Forgetting the war, celebrating the murders


We recently marked the hundredth anniversary of the start of the Great War with reflections about its senselessness and the human tragedy it entailed. We are getting better and better at remembering our war dead in Australia: the extensive commemorations of this anniversary will hopefully highlight the appalling sacrifices of its wholesale slaughter.

But around the time that the First World War broke, an earlier war was in its final stages.  This war had been fought against Indigenous Australians from almost the moment the First Fleet moored at Botany Bay.  By 1850, over 80 percent of the Indigenous population had been wiped out by violence and disease, with much of this decline occurring in south eastern Australia where European settlements were first concentrated. In northern Australia, the invasion started later, meaning that the violence of the frontier continued well into the twentieth century.

The tributes marking the centenary of the First World War stand in stark contrast to our blindness about the war fought on Australian soil against the original owners of our nation.

Weaber Plain – an area of 15,000 hectares in Miriuwung Gajerrong country in the East Kimberley, Western Australia – provides a striking example of this myopia. It was named after German brothers William and Jimmy Weaber, who, in about 1908, chained forty Aboriginal people to a tree, then shot and killed them.

The history of the colonial invasion is replete with such stories:  of women used as sex slaves, of babies murdered, of children stolen.

In the Kimberley, the period in which the invasion was at its height is known as ‘the killing time’, described by a contemporary departmental head of the Colonial Secretary’s Office as a ‘war of extermination’.  The violence was not only carried out by white settlers.  Violence against Aboriginal people by police, for example, was often described as ‘giving them a lesson’.  One Kimberley policeman, PC Rhatigan, was described as ‘one of the best shots in the country’ who ‘missed very few blacks if after them, especially on the Osmond River where they were pretty well cleaned up.’

In 1894, an article on the Aboriginal resistance appeared in a Pilbara newspaper.  It advised Western Australia to ‘shut its eyes for three short months’ and let the settlers deal with ‘the niggers’.  It would soon ‘easily be forgotten’, the paper said.

Perhaps the most celebrated resistance to the white invasion came from the Bunuba in the east Kimberley.

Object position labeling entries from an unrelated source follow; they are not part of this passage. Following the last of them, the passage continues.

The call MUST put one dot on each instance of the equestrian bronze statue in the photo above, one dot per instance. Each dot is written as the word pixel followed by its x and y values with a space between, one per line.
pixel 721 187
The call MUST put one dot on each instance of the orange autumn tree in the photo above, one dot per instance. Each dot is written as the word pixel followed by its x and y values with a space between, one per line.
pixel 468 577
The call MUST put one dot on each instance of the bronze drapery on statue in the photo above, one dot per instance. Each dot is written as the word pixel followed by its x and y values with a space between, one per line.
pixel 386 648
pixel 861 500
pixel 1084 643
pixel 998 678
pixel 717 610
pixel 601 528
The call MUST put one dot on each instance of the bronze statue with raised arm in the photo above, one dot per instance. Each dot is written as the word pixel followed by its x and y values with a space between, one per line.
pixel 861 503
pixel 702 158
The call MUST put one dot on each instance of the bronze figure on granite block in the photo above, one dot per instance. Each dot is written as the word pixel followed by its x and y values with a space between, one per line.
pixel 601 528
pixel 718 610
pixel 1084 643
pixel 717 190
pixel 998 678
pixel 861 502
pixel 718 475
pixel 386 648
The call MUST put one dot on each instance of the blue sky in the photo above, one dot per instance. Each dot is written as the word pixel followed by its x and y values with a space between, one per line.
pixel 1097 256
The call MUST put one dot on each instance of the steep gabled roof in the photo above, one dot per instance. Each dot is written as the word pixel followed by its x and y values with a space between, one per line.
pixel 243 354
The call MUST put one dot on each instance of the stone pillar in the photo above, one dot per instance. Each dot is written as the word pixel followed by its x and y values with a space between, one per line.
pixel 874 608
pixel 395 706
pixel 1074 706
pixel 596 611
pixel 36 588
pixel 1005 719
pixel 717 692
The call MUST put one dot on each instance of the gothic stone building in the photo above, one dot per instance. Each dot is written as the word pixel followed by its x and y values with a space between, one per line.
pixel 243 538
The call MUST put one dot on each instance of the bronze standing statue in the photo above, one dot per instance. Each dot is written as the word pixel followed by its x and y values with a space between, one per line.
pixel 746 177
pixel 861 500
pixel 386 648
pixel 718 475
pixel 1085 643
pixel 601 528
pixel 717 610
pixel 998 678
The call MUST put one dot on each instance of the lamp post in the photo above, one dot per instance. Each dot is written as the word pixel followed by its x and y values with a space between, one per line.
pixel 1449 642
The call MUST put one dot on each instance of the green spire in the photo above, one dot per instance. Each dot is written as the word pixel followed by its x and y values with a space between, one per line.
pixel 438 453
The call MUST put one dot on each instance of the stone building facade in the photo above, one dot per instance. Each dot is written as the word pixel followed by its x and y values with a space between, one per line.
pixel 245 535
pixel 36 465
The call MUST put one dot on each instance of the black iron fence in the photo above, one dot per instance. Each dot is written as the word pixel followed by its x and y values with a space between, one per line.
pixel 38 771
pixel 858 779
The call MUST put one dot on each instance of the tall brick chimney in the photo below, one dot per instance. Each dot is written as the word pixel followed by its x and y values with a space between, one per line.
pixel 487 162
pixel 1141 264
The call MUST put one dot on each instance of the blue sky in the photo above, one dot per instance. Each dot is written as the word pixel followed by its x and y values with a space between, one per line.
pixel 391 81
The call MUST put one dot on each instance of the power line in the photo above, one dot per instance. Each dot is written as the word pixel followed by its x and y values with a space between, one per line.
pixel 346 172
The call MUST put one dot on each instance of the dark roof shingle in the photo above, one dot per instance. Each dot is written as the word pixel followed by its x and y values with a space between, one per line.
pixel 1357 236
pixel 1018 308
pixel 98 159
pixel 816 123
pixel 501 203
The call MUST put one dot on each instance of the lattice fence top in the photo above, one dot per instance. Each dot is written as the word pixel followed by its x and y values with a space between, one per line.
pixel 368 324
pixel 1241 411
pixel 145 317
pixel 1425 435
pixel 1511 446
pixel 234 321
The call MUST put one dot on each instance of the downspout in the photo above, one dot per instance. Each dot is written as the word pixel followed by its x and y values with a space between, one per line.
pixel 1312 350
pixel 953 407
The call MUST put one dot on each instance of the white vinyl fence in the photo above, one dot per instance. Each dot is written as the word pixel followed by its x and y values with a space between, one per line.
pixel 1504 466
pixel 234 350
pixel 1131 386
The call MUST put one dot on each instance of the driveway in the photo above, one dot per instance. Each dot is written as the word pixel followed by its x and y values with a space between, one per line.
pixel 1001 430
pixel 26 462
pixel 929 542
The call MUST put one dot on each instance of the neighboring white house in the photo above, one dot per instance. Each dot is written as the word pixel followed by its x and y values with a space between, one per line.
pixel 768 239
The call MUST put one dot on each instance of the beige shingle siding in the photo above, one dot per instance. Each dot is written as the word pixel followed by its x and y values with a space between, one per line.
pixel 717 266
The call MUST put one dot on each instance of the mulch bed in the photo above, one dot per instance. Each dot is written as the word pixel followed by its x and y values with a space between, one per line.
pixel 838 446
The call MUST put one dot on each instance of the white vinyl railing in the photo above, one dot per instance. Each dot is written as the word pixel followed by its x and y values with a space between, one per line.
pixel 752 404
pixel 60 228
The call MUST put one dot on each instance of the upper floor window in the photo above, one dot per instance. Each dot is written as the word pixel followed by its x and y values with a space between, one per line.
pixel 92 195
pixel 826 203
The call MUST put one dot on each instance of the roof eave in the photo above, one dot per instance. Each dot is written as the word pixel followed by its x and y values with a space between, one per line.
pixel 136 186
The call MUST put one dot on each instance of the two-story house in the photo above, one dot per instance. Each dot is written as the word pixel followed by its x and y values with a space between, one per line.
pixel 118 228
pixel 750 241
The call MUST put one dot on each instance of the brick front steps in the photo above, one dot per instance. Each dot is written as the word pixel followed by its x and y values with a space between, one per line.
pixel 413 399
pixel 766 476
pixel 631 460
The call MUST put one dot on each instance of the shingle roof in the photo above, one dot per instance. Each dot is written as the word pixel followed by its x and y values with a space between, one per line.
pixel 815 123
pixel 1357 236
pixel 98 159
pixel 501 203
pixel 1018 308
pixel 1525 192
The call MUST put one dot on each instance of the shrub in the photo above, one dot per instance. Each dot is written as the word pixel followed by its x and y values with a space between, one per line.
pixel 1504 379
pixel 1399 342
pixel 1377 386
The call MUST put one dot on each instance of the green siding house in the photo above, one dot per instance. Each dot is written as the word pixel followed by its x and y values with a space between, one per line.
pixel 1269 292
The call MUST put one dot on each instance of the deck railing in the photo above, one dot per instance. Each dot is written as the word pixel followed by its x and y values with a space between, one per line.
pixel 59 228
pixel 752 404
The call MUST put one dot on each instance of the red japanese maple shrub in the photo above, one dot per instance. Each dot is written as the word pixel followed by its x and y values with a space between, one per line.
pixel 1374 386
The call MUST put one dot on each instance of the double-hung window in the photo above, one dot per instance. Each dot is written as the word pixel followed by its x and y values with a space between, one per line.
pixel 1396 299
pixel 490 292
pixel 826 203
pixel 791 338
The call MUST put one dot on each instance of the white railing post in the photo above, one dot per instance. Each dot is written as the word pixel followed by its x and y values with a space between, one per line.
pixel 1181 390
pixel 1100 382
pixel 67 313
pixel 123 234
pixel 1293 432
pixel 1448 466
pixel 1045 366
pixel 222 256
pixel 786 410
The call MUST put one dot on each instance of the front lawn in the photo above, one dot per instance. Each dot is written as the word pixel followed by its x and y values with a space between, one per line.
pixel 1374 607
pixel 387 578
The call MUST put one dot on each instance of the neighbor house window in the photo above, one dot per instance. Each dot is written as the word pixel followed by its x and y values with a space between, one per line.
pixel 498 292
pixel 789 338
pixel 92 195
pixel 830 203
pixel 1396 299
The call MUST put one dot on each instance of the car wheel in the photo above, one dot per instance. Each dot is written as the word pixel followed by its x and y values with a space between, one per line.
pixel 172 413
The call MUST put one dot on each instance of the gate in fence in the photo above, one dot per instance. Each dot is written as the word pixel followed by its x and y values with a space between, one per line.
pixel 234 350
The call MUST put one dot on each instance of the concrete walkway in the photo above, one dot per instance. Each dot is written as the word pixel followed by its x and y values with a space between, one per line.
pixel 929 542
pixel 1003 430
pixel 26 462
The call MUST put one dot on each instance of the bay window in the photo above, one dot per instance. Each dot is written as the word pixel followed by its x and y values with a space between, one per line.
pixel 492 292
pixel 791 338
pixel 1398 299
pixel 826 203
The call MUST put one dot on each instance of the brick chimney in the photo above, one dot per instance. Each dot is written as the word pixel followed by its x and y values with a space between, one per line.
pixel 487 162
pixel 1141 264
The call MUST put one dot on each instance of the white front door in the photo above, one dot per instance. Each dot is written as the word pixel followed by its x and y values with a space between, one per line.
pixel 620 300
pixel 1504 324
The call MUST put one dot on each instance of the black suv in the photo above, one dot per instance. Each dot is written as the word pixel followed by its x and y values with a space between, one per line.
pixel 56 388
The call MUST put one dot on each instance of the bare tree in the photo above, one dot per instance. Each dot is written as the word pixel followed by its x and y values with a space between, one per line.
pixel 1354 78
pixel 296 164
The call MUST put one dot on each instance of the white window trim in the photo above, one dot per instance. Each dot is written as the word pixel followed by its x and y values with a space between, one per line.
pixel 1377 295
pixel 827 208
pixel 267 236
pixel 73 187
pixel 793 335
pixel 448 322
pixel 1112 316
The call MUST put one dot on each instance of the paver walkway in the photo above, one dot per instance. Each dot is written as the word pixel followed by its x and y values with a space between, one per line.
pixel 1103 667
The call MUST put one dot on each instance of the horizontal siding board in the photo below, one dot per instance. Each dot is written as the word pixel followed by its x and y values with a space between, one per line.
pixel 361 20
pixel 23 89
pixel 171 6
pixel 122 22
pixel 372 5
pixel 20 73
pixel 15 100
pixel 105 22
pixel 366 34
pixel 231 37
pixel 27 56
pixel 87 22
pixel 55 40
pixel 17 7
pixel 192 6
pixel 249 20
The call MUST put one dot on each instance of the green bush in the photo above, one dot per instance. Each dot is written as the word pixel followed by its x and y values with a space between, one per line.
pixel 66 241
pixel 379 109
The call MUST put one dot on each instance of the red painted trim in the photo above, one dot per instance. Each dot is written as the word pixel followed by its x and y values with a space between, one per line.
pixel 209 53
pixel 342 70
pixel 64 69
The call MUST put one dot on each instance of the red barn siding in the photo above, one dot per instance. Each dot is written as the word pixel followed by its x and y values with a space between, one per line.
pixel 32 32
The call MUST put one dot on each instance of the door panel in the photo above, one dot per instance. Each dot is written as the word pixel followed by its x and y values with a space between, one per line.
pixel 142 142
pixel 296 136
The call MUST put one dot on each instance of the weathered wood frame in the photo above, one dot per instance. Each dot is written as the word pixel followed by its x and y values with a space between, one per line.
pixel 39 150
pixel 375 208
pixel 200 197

It was led at times by the legendary Jandamarra, a former stock-worker with a knack for firearms and raged in the early 1890s before being crushed.

Since 2001, Miriuwung Gajerrong traditional owners have several times raised the issue of Weaber Plain’s name with the Shire of Wyndham East Kimberley.  Yet the name remains.  As prominent Kimberley Aboriginal leader Wayne Bergmann says: ‘all the old people, whenever they remember Weaber Plain, they think of these murdering brothers.’

It is ludicrous to imagine somewhere in Tasmania being named after Martin Bryant, or a New South Wales national park honouring Ivan Milat. Yet this is effectively what is occurring in the East Kimberley today.

Do we really lack the imagination to see how deeply offensive it is that a place name celebrates a mass murder? How can one war generate so much interest while another generates so little?

Perhaps one reason for this discrepancy in our remembering lies in the collective failure of white Australians to see the invasion for what it was.  It brings to mind Marcia Langton’s stinging rebuke that most Australians ‘do not know and relate to Aboriginal people … they relate to stories told by former colonists’. The Mabo decision of 1992 overturned a centuries’ old view that Aboriginal people were so low in the hierarchy of races that they were not capable of owning land.  Yet, the assumptions behind this view – that Aboriginal people are somehow lesser, that the war crimes committed against them did not occur – seem to persist.

The continuing celebration of the Weaber brothers echoes Mick Dodson’s view that Aboriginal people are often ‘deprived of the right to be seen as full, independent human beings’.  It is time that we stopped ignoring this war.

Lily O’Neill

Lily O'Neill is a lawyer and researcher.